Touted as a pop-up store, the exhibit was an ordinary showcasing of clothes and accessories. While the garments consisted of ethnic wear and western drapes, leather bags in yellow, red, peach, blue, black and white fitted into the accessories section.
 Talking about her motivation, Kiran explained, “I have evolved as a person and as a fashion designer. My collection represents that spirit in multiple techniques, ideas and thoughts.”  She further added, “All designers do the same thing but the world has forgotten simplicity and that’s me.
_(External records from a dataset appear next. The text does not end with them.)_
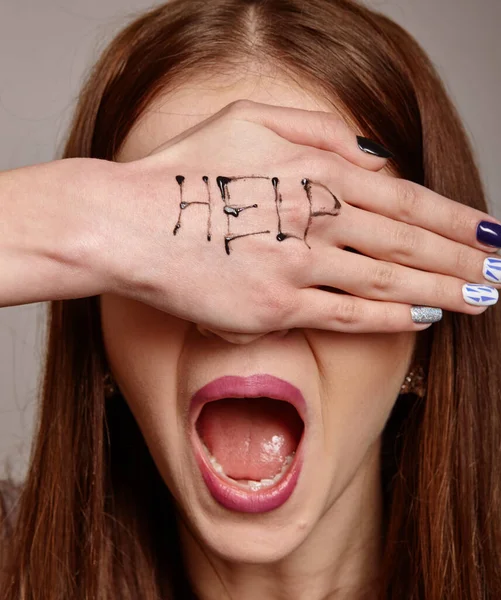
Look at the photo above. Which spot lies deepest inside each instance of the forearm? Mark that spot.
(38, 237)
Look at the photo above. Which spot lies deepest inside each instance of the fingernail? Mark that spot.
(426, 314)
(489, 233)
(371, 147)
(480, 295)
(492, 269)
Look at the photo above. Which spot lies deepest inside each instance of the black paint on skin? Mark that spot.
(182, 205)
(307, 183)
(281, 236)
(234, 211)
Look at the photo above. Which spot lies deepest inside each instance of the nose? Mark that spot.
(237, 338)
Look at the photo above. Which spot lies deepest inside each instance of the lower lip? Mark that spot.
(234, 497)
(238, 499)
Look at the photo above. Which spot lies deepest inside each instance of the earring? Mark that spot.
(110, 386)
(415, 382)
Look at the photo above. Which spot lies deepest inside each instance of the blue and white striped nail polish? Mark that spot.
(492, 269)
(480, 295)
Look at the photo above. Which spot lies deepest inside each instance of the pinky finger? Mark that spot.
(319, 309)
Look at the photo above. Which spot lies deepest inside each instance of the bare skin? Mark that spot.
(324, 541)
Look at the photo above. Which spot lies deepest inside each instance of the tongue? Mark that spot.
(250, 437)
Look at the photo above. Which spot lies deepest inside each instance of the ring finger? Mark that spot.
(383, 238)
(380, 280)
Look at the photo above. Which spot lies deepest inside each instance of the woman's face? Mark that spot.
(349, 382)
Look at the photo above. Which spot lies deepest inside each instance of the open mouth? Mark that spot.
(248, 447)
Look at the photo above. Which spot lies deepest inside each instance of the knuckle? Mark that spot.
(383, 277)
(404, 241)
(346, 311)
(408, 201)
(459, 222)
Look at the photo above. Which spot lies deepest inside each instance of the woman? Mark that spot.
(373, 470)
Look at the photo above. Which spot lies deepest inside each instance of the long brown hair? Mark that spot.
(95, 518)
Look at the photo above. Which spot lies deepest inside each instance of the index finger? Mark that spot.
(415, 204)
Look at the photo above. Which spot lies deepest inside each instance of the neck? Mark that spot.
(338, 560)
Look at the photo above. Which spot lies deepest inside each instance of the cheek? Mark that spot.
(360, 377)
(143, 347)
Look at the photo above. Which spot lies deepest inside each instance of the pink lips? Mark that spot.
(231, 496)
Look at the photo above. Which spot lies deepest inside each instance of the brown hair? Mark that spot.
(92, 517)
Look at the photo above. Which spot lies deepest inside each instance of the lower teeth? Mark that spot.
(250, 483)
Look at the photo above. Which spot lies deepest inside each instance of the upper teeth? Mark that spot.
(250, 483)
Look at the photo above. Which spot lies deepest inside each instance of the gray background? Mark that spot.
(45, 48)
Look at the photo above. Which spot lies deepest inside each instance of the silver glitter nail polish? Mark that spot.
(426, 314)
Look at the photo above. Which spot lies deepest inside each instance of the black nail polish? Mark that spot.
(489, 233)
(371, 147)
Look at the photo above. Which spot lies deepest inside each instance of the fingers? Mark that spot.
(385, 239)
(318, 309)
(414, 204)
(323, 130)
(379, 280)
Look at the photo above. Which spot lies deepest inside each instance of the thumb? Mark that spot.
(323, 130)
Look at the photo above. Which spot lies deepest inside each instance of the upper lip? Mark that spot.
(253, 386)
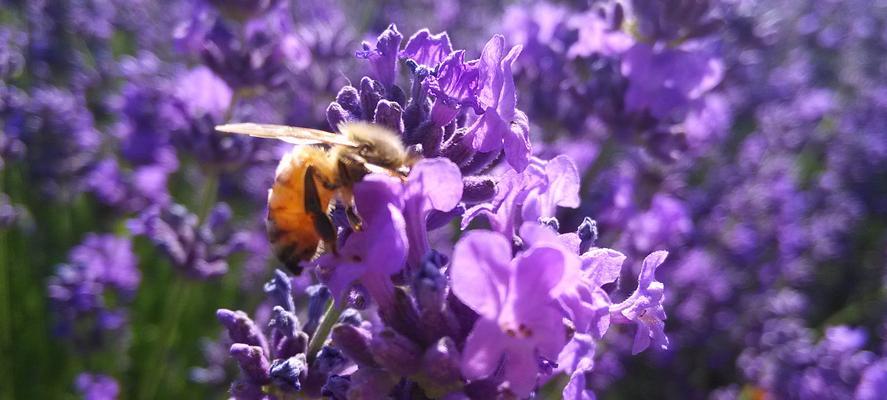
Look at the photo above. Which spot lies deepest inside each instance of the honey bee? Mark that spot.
(323, 167)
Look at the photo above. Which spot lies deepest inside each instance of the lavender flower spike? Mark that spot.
(644, 307)
(514, 297)
(502, 125)
(426, 48)
(384, 56)
(376, 252)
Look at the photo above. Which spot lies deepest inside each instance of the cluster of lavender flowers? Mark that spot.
(769, 219)
(747, 137)
(511, 309)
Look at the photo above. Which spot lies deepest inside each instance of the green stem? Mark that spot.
(604, 158)
(5, 320)
(175, 307)
(330, 317)
(178, 300)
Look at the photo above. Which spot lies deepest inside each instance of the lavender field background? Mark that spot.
(746, 138)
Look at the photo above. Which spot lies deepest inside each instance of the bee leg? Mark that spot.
(353, 218)
(322, 222)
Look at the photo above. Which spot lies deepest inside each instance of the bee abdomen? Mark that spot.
(291, 247)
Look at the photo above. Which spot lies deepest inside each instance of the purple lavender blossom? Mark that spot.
(61, 140)
(530, 195)
(198, 249)
(383, 57)
(261, 51)
(97, 387)
(518, 321)
(101, 266)
(644, 307)
(363, 257)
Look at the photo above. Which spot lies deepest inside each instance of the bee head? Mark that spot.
(376, 145)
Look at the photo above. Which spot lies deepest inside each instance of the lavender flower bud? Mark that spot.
(370, 384)
(252, 361)
(588, 234)
(288, 373)
(241, 329)
(330, 360)
(457, 149)
(479, 162)
(395, 352)
(349, 98)
(389, 114)
(351, 317)
(550, 222)
(430, 290)
(441, 363)
(358, 298)
(336, 115)
(402, 315)
(318, 295)
(370, 94)
(336, 387)
(355, 343)
(413, 115)
(429, 285)
(430, 135)
(280, 288)
(437, 219)
(477, 189)
(286, 338)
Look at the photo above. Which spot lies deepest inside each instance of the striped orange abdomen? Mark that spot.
(291, 228)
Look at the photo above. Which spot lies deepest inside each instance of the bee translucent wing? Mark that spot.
(289, 134)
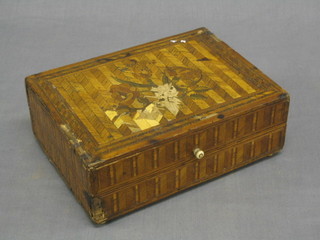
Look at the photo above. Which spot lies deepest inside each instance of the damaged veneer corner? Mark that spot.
(76, 143)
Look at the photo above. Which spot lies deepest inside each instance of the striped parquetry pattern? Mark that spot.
(118, 98)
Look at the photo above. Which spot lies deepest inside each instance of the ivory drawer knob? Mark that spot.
(198, 153)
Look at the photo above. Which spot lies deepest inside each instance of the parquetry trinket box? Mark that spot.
(132, 127)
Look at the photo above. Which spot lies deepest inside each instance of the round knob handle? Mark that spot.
(198, 153)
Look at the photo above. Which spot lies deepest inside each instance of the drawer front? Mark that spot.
(181, 150)
(164, 184)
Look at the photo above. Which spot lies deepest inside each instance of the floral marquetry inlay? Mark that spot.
(127, 95)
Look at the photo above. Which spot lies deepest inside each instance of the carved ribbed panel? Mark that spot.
(181, 149)
(192, 173)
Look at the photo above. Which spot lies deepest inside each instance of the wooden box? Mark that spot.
(132, 127)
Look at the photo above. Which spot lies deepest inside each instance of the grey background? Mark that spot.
(277, 198)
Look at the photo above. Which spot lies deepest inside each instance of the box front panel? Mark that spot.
(181, 150)
(136, 195)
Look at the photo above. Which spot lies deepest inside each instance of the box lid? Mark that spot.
(138, 97)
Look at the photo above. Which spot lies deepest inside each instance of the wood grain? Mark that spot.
(121, 128)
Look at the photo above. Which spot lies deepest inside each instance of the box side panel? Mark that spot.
(163, 184)
(62, 154)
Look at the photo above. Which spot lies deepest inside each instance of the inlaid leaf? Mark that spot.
(134, 83)
(202, 89)
(165, 79)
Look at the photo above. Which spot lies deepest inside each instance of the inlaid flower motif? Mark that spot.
(167, 96)
(124, 94)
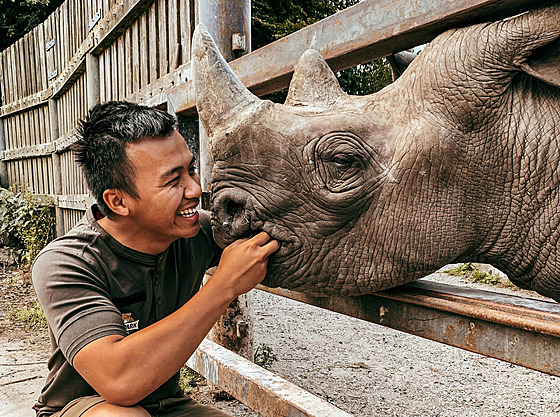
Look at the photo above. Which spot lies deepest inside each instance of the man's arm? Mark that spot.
(124, 370)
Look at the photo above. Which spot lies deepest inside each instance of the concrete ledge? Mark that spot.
(257, 388)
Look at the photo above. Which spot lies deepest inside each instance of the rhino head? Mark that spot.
(446, 164)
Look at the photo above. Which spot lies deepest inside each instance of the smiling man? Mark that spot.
(121, 291)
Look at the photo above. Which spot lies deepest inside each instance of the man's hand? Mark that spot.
(243, 263)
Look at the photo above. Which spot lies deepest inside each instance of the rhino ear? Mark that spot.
(399, 62)
(544, 63)
(313, 84)
(220, 96)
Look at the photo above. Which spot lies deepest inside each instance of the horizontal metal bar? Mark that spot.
(266, 393)
(368, 30)
(519, 330)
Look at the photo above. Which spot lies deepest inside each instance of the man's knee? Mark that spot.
(105, 409)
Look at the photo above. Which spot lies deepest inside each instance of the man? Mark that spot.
(121, 290)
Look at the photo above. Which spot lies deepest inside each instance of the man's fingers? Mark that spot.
(271, 246)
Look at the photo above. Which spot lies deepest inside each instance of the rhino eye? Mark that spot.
(340, 161)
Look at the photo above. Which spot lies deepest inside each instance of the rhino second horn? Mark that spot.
(220, 95)
(313, 84)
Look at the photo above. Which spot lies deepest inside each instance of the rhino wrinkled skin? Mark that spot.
(456, 161)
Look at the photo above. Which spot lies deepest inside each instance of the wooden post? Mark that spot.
(57, 174)
(229, 23)
(92, 80)
(3, 168)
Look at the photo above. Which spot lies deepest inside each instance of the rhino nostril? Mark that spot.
(234, 209)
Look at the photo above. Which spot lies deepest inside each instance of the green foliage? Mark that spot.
(31, 318)
(471, 272)
(264, 356)
(366, 78)
(272, 20)
(17, 17)
(189, 380)
(26, 223)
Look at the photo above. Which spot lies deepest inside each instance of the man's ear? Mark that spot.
(116, 201)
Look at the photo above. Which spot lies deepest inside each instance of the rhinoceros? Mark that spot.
(455, 161)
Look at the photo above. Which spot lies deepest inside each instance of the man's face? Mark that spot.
(168, 187)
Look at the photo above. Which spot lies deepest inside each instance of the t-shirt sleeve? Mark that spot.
(75, 300)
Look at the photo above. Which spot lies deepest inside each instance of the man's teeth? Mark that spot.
(187, 213)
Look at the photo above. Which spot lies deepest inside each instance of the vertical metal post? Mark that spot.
(57, 173)
(229, 23)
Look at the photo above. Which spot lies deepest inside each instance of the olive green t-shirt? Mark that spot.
(91, 286)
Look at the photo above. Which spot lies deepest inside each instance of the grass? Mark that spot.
(470, 272)
(264, 356)
(189, 380)
(31, 318)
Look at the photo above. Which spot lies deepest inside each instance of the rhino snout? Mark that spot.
(231, 215)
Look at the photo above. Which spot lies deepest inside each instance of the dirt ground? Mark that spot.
(364, 369)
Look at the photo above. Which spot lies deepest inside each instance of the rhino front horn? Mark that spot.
(220, 95)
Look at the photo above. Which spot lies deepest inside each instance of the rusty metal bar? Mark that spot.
(371, 29)
(266, 393)
(519, 330)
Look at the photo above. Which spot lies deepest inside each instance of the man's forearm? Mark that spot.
(136, 365)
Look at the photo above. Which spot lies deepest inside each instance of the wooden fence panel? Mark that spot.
(3, 77)
(72, 106)
(185, 31)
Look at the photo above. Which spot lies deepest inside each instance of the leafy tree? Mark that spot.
(17, 17)
(274, 19)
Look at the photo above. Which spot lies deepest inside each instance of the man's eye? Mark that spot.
(174, 181)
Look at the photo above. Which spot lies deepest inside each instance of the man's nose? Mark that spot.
(193, 189)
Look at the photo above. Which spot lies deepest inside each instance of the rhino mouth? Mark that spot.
(224, 235)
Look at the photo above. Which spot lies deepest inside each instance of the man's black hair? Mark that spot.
(102, 138)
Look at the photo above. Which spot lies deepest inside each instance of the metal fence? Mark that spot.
(139, 50)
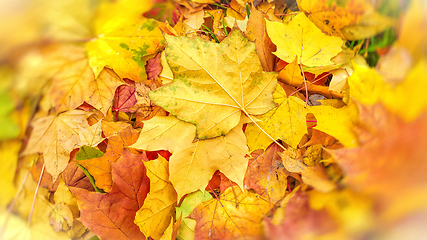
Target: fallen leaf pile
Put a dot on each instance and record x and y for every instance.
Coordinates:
(203, 119)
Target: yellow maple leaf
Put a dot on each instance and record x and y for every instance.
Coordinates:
(288, 121)
(160, 133)
(234, 215)
(70, 73)
(192, 167)
(56, 137)
(329, 19)
(123, 39)
(193, 163)
(101, 90)
(215, 83)
(314, 176)
(410, 90)
(301, 38)
(154, 217)
(9, 153)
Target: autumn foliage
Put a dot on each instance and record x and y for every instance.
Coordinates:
(204, 119)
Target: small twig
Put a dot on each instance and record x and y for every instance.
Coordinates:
(35, 195)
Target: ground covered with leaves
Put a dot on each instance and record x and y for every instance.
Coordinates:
(199, 119)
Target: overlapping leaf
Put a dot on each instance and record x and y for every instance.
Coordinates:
(215, 83)
(235, 215)
(56, 137)
(111, 215)
(301, 38)
(155, 215)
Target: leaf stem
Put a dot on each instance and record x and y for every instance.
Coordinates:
(12, 205)
(262, 130)
(35, 195)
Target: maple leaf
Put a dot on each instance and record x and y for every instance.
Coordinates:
(234, 215)
(186, 229)
(123, 41)
(400, 164)
(301, 220)
(256, 31)
(74, 176)
(266, 174)
(9, 152)
(329, 19)
(154, 216)
(288, 121)
(304, 40)
(120, 136)
(314, 176)
(192, 167)
(10, 129)
(225, 153)
(111, 215)
(125, 98)
(159, 133)
(215, 83)
(102, 90)
(56, 137)
(92, 160)
(71, 75)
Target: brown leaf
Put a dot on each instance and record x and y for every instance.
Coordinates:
(124, 98)
(120, 136)
(300, 220)
(266, 174)
(74, 176)
(255, 31)
(390, 164)
(110, 215)
(153, 67)
(234, 215)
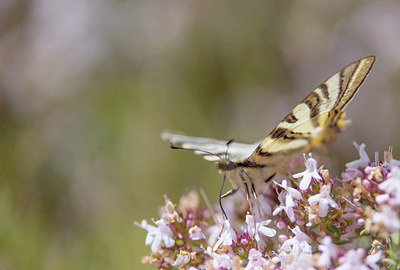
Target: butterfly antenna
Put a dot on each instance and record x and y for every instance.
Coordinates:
(172, 146)
(227, 148)
(220, 197)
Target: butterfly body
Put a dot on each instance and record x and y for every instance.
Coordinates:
(314, 121)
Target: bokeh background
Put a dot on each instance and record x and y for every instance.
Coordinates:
(87, 86)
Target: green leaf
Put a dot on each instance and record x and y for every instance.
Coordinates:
(389, 261)
(395, 238)
(391, 254)
(333, 230)
(342, 242)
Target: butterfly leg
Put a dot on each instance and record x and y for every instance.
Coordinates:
(221, 196)
(253, 189)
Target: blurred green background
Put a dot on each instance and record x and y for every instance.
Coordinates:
(87, 86)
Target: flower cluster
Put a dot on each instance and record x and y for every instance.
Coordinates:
(308, 221)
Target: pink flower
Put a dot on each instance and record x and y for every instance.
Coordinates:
(220, 260)
(392, 185)
(256, 260)
(364, 159)
(195, 233)
(157, 235)
(227, 236)
(286, 204)
(310, 173)
(324, 200)
(259, 230)
(352, 260)
(328, 252)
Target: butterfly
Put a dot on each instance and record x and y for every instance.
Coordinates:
(314, 121)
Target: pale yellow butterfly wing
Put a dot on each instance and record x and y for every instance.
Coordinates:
(316, 119)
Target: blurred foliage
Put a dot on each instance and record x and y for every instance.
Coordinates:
(86, 87)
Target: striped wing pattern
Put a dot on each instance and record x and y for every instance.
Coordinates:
(237, 152)
(316, 119)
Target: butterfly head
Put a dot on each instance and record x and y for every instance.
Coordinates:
(227, 165)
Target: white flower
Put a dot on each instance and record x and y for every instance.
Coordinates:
(227, 236)
(157, 235)
(260, 229)
(389, 161)
(299, 249)
(328, 252)
(382, 198)
(388, 218)
(324, 200)
(310, 173)
(352, 260)
(220, 260)
(304, 261)
(372, 259)
(256, 260)
(182, 259)
(195, 233)
(294, 193)
(392, 185)
(364, 159)
(297, 243)
(287, 204)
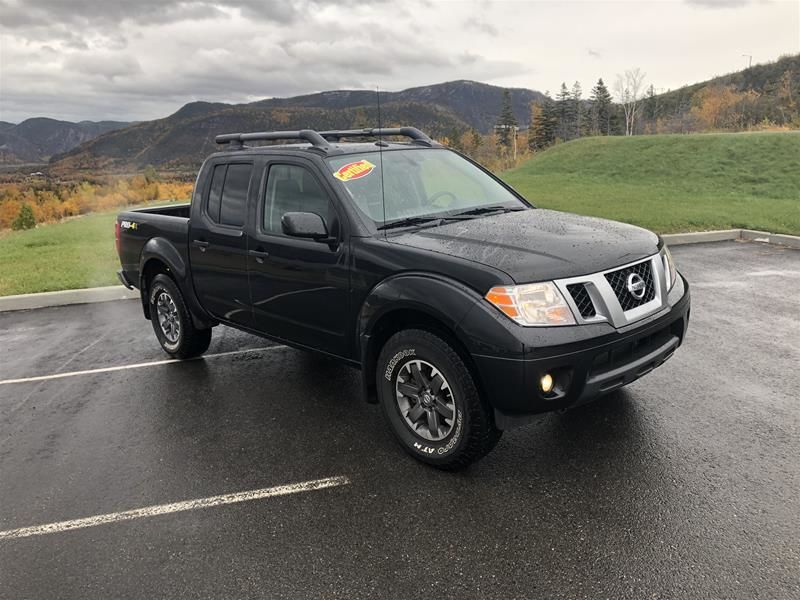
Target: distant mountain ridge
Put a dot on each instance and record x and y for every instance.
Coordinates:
(39, 138)
(184, 138)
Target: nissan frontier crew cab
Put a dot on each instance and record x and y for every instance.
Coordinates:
(467, 309)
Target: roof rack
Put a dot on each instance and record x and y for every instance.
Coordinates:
(236, 140)
(415, 134)
(320, 140)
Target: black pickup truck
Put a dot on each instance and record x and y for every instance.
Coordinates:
(467, 310)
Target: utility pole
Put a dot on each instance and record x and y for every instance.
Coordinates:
(514, 129)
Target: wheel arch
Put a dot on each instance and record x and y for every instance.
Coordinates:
(413, 301)
(159, 256)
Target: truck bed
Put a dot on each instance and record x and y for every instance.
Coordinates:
(160, 225)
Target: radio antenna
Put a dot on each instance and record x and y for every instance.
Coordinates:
(380, 154)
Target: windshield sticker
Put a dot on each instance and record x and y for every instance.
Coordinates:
(355, 170)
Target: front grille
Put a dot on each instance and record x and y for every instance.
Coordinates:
(618, 280)
(582, 300)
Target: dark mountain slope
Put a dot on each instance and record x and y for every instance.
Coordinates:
(37, 139)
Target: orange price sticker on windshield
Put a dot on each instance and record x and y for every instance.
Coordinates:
(355, 170)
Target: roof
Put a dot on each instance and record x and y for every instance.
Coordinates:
(327, 142)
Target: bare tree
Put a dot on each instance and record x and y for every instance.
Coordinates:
(628, 89)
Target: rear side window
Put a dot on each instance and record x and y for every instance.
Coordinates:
(227, 197)
(234, 195)
(215, 193)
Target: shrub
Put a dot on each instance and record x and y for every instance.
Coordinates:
(25, 218)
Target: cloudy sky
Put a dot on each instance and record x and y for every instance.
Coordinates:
(143, 59)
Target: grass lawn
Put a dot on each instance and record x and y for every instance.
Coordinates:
(77, 253)
(672, 183)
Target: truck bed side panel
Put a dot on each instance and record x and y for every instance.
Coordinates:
(137, 227)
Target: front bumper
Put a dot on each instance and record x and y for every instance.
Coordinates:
(585, 361)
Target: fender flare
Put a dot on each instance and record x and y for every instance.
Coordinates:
(440, 298)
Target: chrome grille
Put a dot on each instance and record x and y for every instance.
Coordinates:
(582, 300)
(618, 280)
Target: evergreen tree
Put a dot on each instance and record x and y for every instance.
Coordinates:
(543, 124)
(564, 110)
(536, 139)
(25, 219)
(550, 117)
(507, 122)
(578, 125)
(601, 114)
(651, 108)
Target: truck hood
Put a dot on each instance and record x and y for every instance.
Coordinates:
(537, 244)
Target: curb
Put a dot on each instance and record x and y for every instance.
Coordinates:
(65, 297)
(701, 237)
(118, 292)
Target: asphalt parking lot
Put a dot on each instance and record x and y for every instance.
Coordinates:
(684, 485)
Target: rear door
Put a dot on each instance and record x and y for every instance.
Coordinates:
(299, 287)
(218, 244)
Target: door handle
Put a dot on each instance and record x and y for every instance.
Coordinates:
(259, 255)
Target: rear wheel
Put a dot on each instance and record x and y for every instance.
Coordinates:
(431, 401)
(172, 322)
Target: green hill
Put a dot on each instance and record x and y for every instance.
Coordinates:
(672, 183)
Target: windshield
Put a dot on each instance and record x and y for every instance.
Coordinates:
(417, 183)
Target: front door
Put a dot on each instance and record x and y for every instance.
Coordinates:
(299, 287)
(218, 244)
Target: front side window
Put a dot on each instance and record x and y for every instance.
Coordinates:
(292, 188)
(227, 195)
(416, 183)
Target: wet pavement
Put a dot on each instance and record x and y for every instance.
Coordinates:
(684, 485)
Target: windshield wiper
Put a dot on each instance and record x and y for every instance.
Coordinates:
(409, 222)
(482, 210)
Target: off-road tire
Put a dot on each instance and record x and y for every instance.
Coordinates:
(190, 341)
(472, 432)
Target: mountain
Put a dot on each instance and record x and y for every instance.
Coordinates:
(184, 138)
(477, 104)
(765, 94)
(37, 139)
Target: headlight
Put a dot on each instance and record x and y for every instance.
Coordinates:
(669, 267)
(532, 304)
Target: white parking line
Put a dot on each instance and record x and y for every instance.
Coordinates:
(154, 363)
(164, 509)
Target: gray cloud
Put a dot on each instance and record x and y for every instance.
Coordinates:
(142, 59)
(719, 3)
(482, 26)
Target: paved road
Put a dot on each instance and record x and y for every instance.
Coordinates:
(685, 485)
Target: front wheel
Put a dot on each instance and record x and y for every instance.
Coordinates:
(431, 401)
(172, 322)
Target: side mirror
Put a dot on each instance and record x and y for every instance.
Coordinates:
(306, 225)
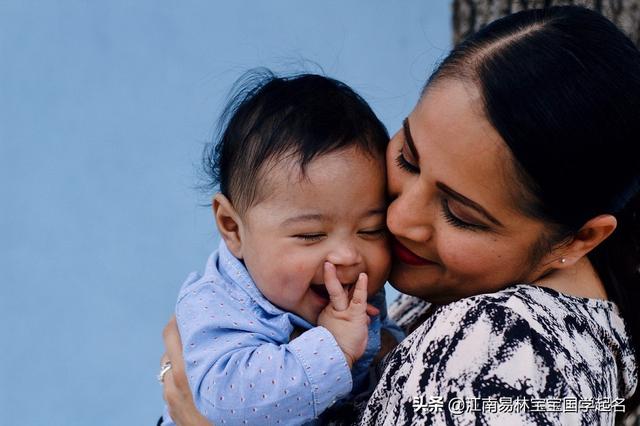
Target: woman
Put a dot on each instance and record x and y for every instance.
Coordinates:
(515, 212)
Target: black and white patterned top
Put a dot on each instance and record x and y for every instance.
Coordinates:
(552, 358)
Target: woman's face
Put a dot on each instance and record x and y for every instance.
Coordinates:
(457, 231)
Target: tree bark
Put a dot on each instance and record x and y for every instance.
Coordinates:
(471, 15)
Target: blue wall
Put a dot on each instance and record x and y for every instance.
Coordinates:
(104, 108)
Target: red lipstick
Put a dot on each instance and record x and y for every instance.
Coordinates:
(407, 256)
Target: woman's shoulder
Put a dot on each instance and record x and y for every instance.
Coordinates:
(522, 342)
(541, 309)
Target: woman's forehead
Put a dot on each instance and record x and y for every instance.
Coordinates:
(458, 146)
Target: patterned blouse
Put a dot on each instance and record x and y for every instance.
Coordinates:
(523, 355)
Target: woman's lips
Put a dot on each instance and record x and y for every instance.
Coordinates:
(407, 256)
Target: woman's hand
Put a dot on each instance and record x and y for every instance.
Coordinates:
(176, 390)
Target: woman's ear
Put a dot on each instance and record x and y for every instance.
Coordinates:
(586, 239)
(229, 224)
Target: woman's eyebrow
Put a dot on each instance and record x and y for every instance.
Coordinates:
(468, 202)
(409, 138)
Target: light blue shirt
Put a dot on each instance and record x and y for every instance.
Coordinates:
(240, 363)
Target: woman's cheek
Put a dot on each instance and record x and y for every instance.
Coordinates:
(467, 258)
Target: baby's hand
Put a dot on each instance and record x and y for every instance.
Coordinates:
(347, 320)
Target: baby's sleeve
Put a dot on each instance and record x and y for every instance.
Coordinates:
(240, 374)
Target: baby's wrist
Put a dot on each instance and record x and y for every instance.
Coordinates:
(350, 360)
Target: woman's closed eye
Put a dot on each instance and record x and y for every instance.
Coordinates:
(454, 220)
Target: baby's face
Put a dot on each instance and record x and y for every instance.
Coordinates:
(336, 214)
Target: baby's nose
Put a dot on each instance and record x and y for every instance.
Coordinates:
(345, 255)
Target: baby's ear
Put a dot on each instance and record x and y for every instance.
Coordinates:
(229, 224)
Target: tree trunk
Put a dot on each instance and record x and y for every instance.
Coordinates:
(471, 15)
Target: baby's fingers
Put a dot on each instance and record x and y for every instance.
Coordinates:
(337, 295)
(372, 310)
(359, 298)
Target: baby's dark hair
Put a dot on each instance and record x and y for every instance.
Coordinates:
(271, 119)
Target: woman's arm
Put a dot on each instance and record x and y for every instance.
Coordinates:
(176, 390)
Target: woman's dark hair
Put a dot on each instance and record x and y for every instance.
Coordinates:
(562, 87)
(271, 119)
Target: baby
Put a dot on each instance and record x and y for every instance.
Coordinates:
(278, 327)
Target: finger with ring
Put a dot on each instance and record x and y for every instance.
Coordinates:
(163, 370)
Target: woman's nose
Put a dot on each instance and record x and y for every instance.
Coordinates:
(410, 214)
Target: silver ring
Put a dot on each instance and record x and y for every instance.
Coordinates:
(163, 370)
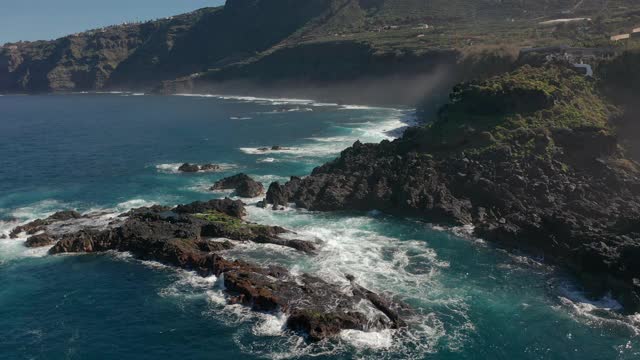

The idea is to tell the story with elegance and not shout from the rooftop.” Translating this into fashion sensibility, Kiran’s collection is divided into layered drapes in metallic coral, gold and camel shades in fabrics like satin, brocade and chiffon. The styles and silhouettes vary with detachable neck-pieces that add to the ornamentation. On a different note, there are voluminous anarkali kameez in blazing red, emerald green and smooth white coupled with trailing dupattas and a golden metallic texture on the border. Jersey sarees for the young bride and crushed drapes in purple, green, black and red also feature in the collection.
 Apart from being a designer, Kiran also played the part of a flawless salesperson, answering every query of her young and old clients, explaining the convenience of a particular drape and fabric, recommending colour and cuts, and advising on style and comfort. “I think I am the worst salesman but when I see someone making a wrong choice for themselves I always speak up,” she said.
 Since most of her clients were looking for wedding apparel, Kiran doled out wisdom on how to look fetching on such an occasion. “Wearing a saree is not outdated. If you wear a chic blouse or choli with a saree then you won’t have to look like a behenji. I always say that be an aunty but not an aunty ji!”
 To Kiran, simple things make a long-lasting impression. “When you dress up, people should notice it and remember you. Just by adding a little drama to the way you drape a saree, a boat neck choli, a clutch in a vibrant shade and classy jewellery can lift your look. Today, the Indian client is ready to accept metallic colours in gold and coral that goes very well during pre or post-wedding events,” said Kiran. 
 After reaching a milestone with her accessory line, what’s next for the designer? “I want to make more beautiful clothes and reach out to more people. The next 100 ideas are ready in my mind,” she smiled.